Drilling the holes themselves was an adventure. It was too heavy to put on a drill press, and too tall for the Bridgeport. So hand marking and drilling we go!

I’m rather fond of step drills. For hand drilling in steel, twist drills are almost inevitably too aggressive and tend to either spin in the drill or catch and throw you halfway across the room. Step drills feed more controllably and never dig and then slam the drill into your kidneys.

I machined a small donut piece to bridge the gap between the shaft bushing and the plate sprocket’s 2″ bore.

The same annular cutter I used for the original Pokey Dingle (as well as Overhaul’s gear holes and a lot of other parts) was used to put in the 1.25″ bushing hole. Really that was the only operation needed here! Just a single, albeit massive, cross hole.

Then you clean the parts and MIG-smash them together!

Here’s how it is going together. Since I don’t really care about the precise alignment of the socket tube, all the bushing has to do is center it. I put a few tack welds around that end first and more solidly welded the other side (carrying most of the load) – welding too much around these bushings would deform them due to the lower melting point of pressed-together bronze particles (not to mention sweat oil everywhere!)

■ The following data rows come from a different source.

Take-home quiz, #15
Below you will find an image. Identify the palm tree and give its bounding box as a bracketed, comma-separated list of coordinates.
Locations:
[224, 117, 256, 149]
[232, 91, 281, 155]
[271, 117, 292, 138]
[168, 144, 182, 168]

Installation was simple, with just a few shim washers needed to space everything out.

Well, I ended up taking the whole bot apart again anyway, so maybe I should have painted the frame purple. But here’s how the New Pokey Dingle elevator machinery bolts in – a line of nuts on the bottom, and the four big bolts on the front.

I broke into the electronics enclosure again to add the 3rd Brushless Rage. I ran out of production-spec boards at this point, though, having packed the majority of them already for product shipment and BattleBots, so I pulled out one of the previous version power boards (The signal board is the same production-spec one though, just an older power end revision).

The 1″ UHMW top lid had to be modified a little to clear the new sprocket placement, which was a simple jigsaw job with drilled holes at the vertices to turn the saw around.

And here it is put together! The final weight? 226.5 pounds (with the top plate, which isn’t on here). I could probably knock 6 pounds out of it somewhere, but that’s not really the point.

So that’s where Sadbot sits now! It drives great withe dual 80mm “melon” drive, but I haven’t fought it against Overhaul yet or otherwise substantially battle-loaded it. In between the first photo and now, we actually moved shops again, and Sadbot is still hiding behind a few pallets. So, watch for both a post about the #NewVapeShop(tm) as well as some more testing and driving videos.